As Chinese New Year approaches, it is certainly not clear to anyone which animal’s year is next. Store shelves groan with products adorned with an animal according to next year’s Chinese horoscope.
The shops also offer decorations by shelf meter, which the Chinese traditionally hang on their doors. Closer to the New Year, decorations are hung that symbolize the Chinese character 福 (fu), which means good luck.
The keywords for Chinese New Year are family, celebration and fireworks.
Calendar & history
Chinese New Year coincides with the turn of the year, just like the Finnish one.
However, the Chinese New Year differs from ours in many ways.
First, the Chinese calendar is different from the calendar we use. Sure, the Chinese will live in 2020 where we do, but on top of that, they will already live in 4718.
Our chronology begins with the birth of Jesus, while the Chinese use the Chinese calendar of Emperor Huang-d to define the time. According to legend, Huang-di developed a combination of solar and lunar calendars, and the Chinese era begins in the first year of Huang-di’s reign, 2698, before the beginning of our era.
New Year is in Chinese 春节 (chunjie), which means spring festival.
When is Chinese New Year?
Unlike our New Year’s Day, Chinese New Year hits different days in different years. However, the New Year is always celebrated between 21 January and 20 February.
Because the New Year’s date is based on the Chinese lunar calendar, it doesn’t coincide with our New Year’s Eve.
In 2020, Chinese New Year will be celebrated on January 25 (the Year of the Rat).
The New Year celebration is celebrated for a total of 15 days. The celebration begins at the time of the new moon and ends at the time of the next full moon.
What traditions belong to the New Year?
Where Finnish New Year traditions include e.g. tin casting, fireworks and often alcohol, in China the celebration is quite different in nature.
In Finland, the New Year is usually celebrated with a group of friends, while in China the New Year is celebrated together with the family.
New Year is a celebration for the whole family
The Chinese can travel long distances to their families, and in terms of the number of travelers, the New Year far exceeds all the other days of the year. Indeed, Chinese travel during the New Year is called the largest migration in the world.
On the holiday itself, families gather to enjoy a hearty dinner. In northern China, traditionally stuffed dumplings are eaten, while in southern China, sticky rice cakes are enjoyed. The evening’s meal includes eight dishes, as the number eight is considered a lucky number.

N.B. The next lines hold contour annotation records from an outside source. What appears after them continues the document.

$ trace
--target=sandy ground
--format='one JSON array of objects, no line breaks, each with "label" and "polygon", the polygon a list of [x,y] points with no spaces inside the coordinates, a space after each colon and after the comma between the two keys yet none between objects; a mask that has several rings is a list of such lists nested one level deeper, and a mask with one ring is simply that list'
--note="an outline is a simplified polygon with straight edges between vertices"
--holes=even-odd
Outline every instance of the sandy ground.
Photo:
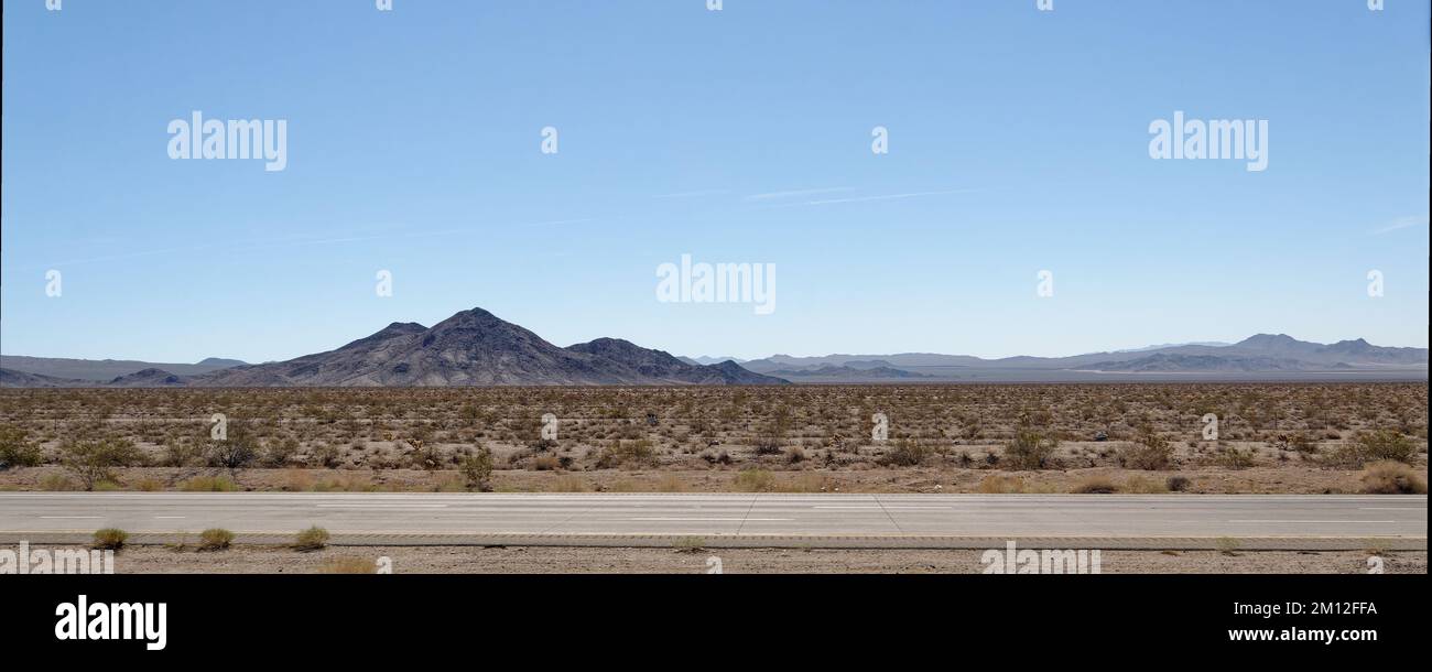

Traditionally, parents donate money to their children in red envelopes, and parents receive similar colorful envelopes from their own employers.

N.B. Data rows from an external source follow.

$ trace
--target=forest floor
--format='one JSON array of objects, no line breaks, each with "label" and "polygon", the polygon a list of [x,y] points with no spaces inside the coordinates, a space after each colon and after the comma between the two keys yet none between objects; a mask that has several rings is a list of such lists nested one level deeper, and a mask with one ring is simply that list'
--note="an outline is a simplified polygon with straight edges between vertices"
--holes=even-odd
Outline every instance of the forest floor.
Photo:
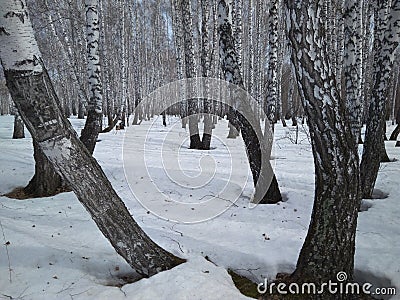
[{"label": "forest floor", "polygon": [[[83,121],[71,122],[80,132]],[[134,158],[123,155],[123,131],[101,134],[94,156],[138,224],[159,245],[187,258],[187,263],[123,285],[134,277],[132,270],[72,192],[26,200],[2,196],[0,299],[246,299],[228,269],[260,283],[277,273],[292,272],[314,196],[314,165],[305,128],[300,125],[296,144],[294,127],[276,126],[271,163],[285,201],[252,207],[243,142],[226,139],[226,121],[214,130],[210,151],[187,149],[188,133],[177,124],[179,120],[171,117],[167,128],[161,118],[131,126],[128,130],[137,143],[125,138],[125,147],[137,150],[132,152],[137,153]],[[388,131],[393,129],[388,124]],[[0,195],[25,186],[34,172],[29,133],[13,140],[12,130],[13,117],[1,116]],[[382,164],[379,173],[377,194],[387,197],[363,200],[355,274],[374,287],[400,291],[400,148],[394,142],[386,142],[386,147],[397,161]],[[179,175],[181,170],[184,176]],[[207,174],[209,181],[203,182]],[[229,182],[233,182],[230,188]],[[160,191],[198,214],[168,214],[168,201]],[[201,211],[196,203],[207,197],[216,201],[211,195],[219,195],[220,202]],[[151,199],[158,204],[154,206]],[[191,224],[166,220],[185,217]]]}]

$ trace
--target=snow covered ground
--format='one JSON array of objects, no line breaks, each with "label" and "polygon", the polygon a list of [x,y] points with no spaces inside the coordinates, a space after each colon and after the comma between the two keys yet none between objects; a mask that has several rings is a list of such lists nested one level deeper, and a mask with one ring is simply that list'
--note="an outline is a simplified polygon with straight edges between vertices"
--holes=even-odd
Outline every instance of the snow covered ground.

Fireworks are an important part of the celebration
In addition to family togetherness, good food and red envelopes, colorful fireworks are an integral part of the New Year celebration.
With a burst of fireworks, evil spirits are driven away and a new year is welcomed.
After a delicious meal, the explosive part of the evening begins. Almost all Chinese shoot rockets on New Year’s Eve. Colorful starburst shimmers in the sky, and a huge bang and crackle is heard everywhere as large Chinese bombs and papatas are lit in heaps.
The New Year will be celebrated for the next 15 days, and the celebration will end with a lantern festival, with the Chinese hanging colorful lanterns in front of their homes.
Three interesting facts about Chinese New Year
- The Chinese believe that a person’s character is largely determined by the animal sign in which he or she is born. In the year of the dragon – which next hits 2024 – the birth rate will increase by about 5% in China, Hong Kong and Taiwan.
- Chinese New Year is China’s most important holiday and is celebrated by as many as 20% of the world’s inhabitants. In many Asian countries, people get 1-4 days off for New Year’s Eve. In China, schools are closed for a whole month.
- Nearly 90% of the world’s fireworks are made in China. In the hour just before the turn of the year, more fireworks are lit in China than ever before or in any other country.
If you travel to China during Chinese New Year, you will be able to enjoy a colorful, loud and fun party.
新年 快乐 (Xīnnian kuàilè) means a happy Chinese New Year to all!